Maroc : Le Comité des droits de l'homme rend ses observations finales concernant la situation des droits civils et politiques dans le pays
A l'issue de sa 118e session en octobre 2016, le Comité des droits de l'homme des Nations Unies a adopté ses observations finales concernant le Maroc, après avoir examiné le sixième rapport périodique du pays, soumis avec sept ans de retard. Organe onusien composé d'experts indépendants, le Comité des droits de l'homme veille à la bonne application du Pacte international relatif aux droits civils et politiques (PIDCP) par les Etats parties ; il a rendu ses observations en se basant notamment sur le rapport alternatif soumis par les ONG dont Alkarama en septembre dernier.
Les experts ont appelé le Maroc à fournir en priorité et dans un délai d'un an, des informations concernant les mesures prises pour mettre en œuvre leurs recommandations concernant les violations des droits de l'homme dans le cadre de lutte contre le terrorisme, l'interdiction de la torture et des mauvais traitements, la liberté d'association et la liberté d'action des défenseurs des droits de l'homme.
Aborder le problème des violations du passé pour mettre fin à l'impunité et respecter le droit à la réparation des victimes
Les experts onusiens ont noté que, malgré le recul notable de la pratique de la torture, l'impunité des auteurs demeurait un enjeu majeur. Ils ont relevé, en particulier, que les aveux obtenus sous la contrainte avaient été admis comme moyens de preuve devant les tribunaux et que les magistrats étaient généralement réticents à ordonner des enquêtes ou des examens médicaux face à des allégations de torture.
De plus, la dénonciation d'actes de torture entrainait souvent des représailles, menaces et intimidations. Ils ont enfin souligné que le nombre de poursuites et de condamnations prononcées était faible eu égard à l'ampleur de la pratique de la torture par le passé et au nombre de plaintes déposées.
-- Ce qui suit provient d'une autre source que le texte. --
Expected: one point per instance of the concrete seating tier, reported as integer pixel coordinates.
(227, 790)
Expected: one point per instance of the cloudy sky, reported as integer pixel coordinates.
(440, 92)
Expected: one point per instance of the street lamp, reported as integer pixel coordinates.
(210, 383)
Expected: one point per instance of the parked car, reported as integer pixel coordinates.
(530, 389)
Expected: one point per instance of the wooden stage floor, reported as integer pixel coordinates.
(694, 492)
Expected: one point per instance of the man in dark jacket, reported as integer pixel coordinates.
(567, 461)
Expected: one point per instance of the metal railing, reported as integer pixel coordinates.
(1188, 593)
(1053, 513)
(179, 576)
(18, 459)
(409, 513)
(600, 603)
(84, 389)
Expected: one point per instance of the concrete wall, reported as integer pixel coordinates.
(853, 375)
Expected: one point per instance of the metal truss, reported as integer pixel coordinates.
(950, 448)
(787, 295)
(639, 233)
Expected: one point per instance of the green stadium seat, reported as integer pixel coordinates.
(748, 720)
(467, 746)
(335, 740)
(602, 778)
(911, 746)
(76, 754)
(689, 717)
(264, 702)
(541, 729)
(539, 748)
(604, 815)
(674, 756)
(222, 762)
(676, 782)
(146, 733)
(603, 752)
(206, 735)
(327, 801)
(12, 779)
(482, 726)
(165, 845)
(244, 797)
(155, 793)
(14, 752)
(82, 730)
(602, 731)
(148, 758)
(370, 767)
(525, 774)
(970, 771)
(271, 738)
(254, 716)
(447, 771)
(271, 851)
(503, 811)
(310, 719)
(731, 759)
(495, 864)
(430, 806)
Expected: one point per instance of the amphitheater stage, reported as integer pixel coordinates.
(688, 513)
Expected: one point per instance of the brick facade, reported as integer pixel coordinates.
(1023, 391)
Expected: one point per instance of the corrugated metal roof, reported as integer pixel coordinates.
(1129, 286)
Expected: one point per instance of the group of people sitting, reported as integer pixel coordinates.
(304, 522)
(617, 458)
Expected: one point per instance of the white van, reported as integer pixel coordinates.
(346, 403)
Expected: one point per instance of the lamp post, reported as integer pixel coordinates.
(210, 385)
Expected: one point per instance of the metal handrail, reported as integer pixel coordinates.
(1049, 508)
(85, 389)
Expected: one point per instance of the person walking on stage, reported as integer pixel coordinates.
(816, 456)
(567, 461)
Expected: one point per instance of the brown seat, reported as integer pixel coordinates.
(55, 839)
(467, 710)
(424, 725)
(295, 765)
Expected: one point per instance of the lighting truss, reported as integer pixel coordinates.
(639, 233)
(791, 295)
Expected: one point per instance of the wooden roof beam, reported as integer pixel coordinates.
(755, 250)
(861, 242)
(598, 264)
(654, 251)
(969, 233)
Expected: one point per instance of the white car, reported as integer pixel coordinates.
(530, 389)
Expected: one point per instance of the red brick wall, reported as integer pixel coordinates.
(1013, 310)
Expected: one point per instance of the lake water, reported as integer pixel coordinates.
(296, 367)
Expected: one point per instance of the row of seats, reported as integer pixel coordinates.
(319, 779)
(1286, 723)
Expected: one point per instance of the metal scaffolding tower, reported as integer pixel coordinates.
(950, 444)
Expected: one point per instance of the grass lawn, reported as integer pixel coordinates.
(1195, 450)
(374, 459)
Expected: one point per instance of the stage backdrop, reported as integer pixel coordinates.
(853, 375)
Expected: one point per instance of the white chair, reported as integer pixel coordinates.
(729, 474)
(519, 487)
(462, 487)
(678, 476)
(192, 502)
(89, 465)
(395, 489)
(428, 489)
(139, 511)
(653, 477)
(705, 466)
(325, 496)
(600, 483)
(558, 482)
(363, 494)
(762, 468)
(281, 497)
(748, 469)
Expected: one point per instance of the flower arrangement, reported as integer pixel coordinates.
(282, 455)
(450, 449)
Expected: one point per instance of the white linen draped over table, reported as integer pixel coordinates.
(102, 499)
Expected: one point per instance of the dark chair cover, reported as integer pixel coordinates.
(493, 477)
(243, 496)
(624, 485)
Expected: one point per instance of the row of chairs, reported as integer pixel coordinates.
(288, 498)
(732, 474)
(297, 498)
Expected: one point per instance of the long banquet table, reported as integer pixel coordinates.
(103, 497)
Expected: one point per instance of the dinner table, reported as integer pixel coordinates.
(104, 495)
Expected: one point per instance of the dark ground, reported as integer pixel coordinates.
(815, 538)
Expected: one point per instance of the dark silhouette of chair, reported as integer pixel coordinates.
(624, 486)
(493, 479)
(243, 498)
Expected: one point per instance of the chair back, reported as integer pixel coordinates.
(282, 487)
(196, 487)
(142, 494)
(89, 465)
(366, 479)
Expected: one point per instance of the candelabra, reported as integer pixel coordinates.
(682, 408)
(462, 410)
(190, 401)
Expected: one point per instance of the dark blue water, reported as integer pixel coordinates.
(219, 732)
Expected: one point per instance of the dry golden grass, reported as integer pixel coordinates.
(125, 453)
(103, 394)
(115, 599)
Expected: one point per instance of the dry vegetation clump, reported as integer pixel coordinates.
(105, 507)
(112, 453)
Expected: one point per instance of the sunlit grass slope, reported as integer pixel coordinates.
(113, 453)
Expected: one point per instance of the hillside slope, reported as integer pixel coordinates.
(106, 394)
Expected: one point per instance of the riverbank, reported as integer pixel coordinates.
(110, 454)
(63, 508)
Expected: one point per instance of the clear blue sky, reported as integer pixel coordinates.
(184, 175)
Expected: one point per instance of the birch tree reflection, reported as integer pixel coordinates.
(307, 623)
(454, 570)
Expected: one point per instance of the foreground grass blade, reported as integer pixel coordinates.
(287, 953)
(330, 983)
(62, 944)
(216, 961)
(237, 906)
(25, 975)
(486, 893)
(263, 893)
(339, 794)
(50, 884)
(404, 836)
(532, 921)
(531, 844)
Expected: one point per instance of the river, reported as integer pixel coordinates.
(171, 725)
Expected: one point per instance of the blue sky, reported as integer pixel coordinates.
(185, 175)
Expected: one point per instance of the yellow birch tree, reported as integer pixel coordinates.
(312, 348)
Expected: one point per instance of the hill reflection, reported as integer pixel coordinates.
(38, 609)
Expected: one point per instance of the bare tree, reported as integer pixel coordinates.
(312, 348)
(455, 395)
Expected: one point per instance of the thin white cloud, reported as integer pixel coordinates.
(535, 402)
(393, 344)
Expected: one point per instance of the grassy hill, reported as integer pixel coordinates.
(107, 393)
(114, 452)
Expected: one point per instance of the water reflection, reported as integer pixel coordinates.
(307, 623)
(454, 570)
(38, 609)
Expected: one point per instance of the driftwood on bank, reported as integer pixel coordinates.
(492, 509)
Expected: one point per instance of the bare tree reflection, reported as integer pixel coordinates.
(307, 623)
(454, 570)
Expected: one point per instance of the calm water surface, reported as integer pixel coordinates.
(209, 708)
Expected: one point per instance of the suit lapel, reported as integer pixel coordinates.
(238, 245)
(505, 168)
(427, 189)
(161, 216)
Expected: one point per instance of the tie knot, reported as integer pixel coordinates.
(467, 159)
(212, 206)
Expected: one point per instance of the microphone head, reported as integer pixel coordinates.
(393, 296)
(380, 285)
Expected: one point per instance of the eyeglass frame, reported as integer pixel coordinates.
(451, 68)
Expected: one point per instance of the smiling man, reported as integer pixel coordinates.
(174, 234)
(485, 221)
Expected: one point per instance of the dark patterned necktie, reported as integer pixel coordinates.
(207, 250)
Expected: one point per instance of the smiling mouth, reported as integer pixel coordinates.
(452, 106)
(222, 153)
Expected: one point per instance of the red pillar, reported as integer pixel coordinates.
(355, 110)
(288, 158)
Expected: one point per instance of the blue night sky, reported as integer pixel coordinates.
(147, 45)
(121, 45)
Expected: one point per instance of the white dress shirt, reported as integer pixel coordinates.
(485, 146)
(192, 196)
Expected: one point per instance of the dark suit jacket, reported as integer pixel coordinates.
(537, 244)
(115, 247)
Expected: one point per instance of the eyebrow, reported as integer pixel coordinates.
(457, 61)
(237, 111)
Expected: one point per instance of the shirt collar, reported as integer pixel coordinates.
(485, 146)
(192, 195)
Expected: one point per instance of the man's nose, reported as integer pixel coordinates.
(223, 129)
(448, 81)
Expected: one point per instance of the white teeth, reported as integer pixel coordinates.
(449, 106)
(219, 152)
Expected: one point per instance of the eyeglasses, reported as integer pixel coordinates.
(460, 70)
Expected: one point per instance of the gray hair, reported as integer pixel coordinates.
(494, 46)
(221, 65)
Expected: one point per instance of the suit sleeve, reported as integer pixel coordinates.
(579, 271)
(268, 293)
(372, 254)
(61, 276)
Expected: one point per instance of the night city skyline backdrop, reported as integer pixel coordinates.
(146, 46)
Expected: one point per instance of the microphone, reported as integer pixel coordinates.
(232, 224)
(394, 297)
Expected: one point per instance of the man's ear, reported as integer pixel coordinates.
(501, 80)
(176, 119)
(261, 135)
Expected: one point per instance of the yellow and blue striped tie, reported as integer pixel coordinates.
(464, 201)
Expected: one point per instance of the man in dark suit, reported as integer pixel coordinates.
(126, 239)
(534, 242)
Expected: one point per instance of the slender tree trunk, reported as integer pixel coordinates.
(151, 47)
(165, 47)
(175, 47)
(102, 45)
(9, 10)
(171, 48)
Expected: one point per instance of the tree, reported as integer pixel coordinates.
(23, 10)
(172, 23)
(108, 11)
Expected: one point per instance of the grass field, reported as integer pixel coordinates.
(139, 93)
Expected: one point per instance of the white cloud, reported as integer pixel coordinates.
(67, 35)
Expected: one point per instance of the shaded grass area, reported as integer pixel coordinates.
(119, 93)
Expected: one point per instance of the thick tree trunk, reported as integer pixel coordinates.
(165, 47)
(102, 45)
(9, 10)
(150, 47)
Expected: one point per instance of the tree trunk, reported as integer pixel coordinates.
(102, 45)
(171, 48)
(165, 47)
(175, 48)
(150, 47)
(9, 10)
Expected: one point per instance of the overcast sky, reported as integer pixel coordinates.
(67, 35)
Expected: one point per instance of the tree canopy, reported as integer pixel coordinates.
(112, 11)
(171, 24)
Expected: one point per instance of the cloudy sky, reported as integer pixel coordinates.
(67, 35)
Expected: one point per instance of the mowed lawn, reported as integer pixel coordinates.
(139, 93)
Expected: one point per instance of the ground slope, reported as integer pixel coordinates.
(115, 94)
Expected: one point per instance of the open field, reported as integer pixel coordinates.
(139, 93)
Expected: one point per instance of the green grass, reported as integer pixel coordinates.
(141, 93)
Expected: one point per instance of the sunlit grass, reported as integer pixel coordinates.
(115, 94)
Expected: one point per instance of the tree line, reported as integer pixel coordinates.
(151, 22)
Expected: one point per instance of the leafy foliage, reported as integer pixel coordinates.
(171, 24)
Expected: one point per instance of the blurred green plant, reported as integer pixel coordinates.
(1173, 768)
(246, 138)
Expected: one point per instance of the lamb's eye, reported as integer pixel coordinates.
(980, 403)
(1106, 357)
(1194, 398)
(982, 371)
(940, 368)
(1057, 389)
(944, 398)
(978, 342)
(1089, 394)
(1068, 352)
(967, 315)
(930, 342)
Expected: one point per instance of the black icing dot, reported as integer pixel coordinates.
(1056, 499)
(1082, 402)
Enfin, malgré le travail de l'Instance Equité et Réconciliation, de nombreuses disparitions forcées commises par le passé n'ont toujours pas été élucidées.
Le Comité a ainsi recommandé au Maroc d'enquêter sur les allégations de torture et à en identifier, juger et punir les auteurs ainsi que d'accélérer le processus d'adoption de la loi établissant le mécanisme national de prévention de la torture.
Renforcer les garanties procédurales et mettre fin au recours excessif à la détention préventive
Dans leurs observations, les experts du Comité appellent le Maroc à fixer la durée normale de la garde à vue à 48 heures et à veiller à ce que l'accès à l'avocat soit garanti dès le début de la détention ; actuellement, cet accès n'est permis qu'en cas de prolongation de la garde à vue, pour une durée maximale de trente minutes.
Le respect des garanties fondamentales pour les personnes arrêtées dans le cadre d'affaires liées au contreterrorisme est particulièrement problématique étant donné que les délais légaux de garde à vue en la matière sont portés à douze jours et que l'accès des suspects à un avocat n'est possible qu'après six jours de garde à vue.
Enfin, Le Comité a exprimé sa préoccupation quant au taux de surpopulation carcérale causé notamment par un recours excessif à la détention préventive.
Les experts ont ainsi recommandé au Maroc de limiter la durée initiale de la garde à vue à 48h en toutes matières et de permettre l'accès à l'avocat dès le début de la détention. Ils ont encouragé l'Etat partie à recourir davantage à des peines de substitution à la privation de liberté pour remédier à la surpopulation carcérale.
Lever les restrictions aux libertés d'opinion, d'expression, d'association et de réunion pacifique
Dans son rapport alternatif, Alkarama avait dénoncé les restrictions aux libertés fondamentales notamment des défenseurs des droits de l'homme, activistes et journalistes. En effet, certaines peines privatives de liberté pour des faits relevant de l'exercice de la liberté d'expression subsistent aujourd'hui dans le Code pénal.
De plus, l'usage excessif et disproportionné de la force pour disperser les réunions pacifiques non autorisées, dénoncé par Alkarama, a été relevé par les experts du Comité, lesquels ont en conséquence appelé le Maroc à se conformer aux dispositions du Pacte.
Ainsi, les experts du Comité ont appelé le Maroc à prendre d'urgence les mesures nécessaires pour mettre un terme à l'incrimination de l'exercice des droits et libertés protégés par le pacte et ont notamment insisté sur la nécessité de mettre le Code pénal en conformité avec l'article 19 du Pacte, qui garantit le droit à la liberté d'expression.
Alkarama entend suivre de près la mise en œuvre des recommandations du Comité des droits de l'homme par le Maroc et appelle ce dernier à rendre compte des mesures prises pour cette mise en œuvre, concernant les violations les plus graves, dans le délai d'un an fixé par le règlement intérieur du Comité.